# Questions about becoming a surrogate for transgender intended parent(s)



## Dare2Dream (Jul 23, 2011)

Hoping this is the right place to post this. I apologize if it is not.

I am interested in becoming a surrogate and would like advice. I have 3 children of my own, all naturally birthed, two home births. I have been thinking about surrogacy for a year now, and just weaned my 3.5 and 5 year olds. Since I am 33, I think it is now or never. My oldest child is 8 and is Gender Variant. All of these things have made me think that my ideal family for surrogacy would be a Transgender intended parent(s). I would imagine it is harder for those couples to adopt and find surrogates? Basically I think it is giving back to the community that is blazing a path for my son, so he can be who he truly wants to be. With the compensation, I can pay off debt and save for the meds my son will need when he hits puberty. It is kind of a good circle.
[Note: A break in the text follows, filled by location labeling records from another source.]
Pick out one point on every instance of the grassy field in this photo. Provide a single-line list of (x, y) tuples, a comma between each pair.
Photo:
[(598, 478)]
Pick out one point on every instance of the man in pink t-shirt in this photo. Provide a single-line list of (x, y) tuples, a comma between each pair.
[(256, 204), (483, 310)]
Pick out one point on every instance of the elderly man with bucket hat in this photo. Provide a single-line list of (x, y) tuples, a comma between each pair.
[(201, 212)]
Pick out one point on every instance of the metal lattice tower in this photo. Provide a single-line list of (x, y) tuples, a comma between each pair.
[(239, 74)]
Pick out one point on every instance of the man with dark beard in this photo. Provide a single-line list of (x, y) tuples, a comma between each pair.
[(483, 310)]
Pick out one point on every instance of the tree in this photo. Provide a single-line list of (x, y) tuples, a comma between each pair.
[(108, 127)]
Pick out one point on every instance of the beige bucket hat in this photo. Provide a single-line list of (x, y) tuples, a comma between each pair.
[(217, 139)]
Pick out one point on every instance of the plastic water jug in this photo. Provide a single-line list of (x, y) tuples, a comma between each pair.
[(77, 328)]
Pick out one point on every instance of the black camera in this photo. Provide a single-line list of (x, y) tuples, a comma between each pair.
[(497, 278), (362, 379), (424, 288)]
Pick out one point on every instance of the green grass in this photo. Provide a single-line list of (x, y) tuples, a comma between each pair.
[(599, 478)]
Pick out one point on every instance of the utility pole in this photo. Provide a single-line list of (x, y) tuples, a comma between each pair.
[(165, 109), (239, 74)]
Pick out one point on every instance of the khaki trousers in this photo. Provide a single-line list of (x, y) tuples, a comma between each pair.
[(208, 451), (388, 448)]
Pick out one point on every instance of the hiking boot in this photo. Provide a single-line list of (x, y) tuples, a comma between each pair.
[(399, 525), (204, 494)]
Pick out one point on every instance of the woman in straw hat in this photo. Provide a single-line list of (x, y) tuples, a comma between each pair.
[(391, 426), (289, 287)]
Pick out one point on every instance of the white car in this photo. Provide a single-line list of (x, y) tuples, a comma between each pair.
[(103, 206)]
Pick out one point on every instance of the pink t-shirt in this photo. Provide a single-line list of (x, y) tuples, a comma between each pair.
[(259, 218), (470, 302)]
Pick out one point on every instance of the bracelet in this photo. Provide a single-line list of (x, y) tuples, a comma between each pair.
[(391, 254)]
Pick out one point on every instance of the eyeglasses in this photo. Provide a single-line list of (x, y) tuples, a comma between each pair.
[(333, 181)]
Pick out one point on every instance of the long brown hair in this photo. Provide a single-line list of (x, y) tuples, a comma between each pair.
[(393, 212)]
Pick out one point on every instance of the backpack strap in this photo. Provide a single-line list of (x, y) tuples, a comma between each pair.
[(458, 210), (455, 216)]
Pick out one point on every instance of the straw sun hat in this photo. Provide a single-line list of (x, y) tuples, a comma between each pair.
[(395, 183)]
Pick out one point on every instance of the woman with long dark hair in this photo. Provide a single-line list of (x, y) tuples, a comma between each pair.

Can anyone give any insight to this process? I am in Ventura County (Southern California). I see a few surrogacy companies, but don't know how to pick. I also would like some info from past surrogates. I am leery of the meds they put you on. I detest needles! Here are my ideals, let me know if this is even possible:

Homebirth with my midwife, OB vaginal birth backup if necessary if there are twins that are breech.

AP family

Transgender family

Not interested in being an egg donor

Pump breastmilk for a min of 3 mos.

I am also struggling with feeling like adoption should be a first try, and surrogacy second. Can someone who has tried adoption and then tried surrogacy tell me why you chose to give up on adoption? I feel like for some types of couples, adoption agencies would not work with them and so surrogacy might be their only option. Is this naive?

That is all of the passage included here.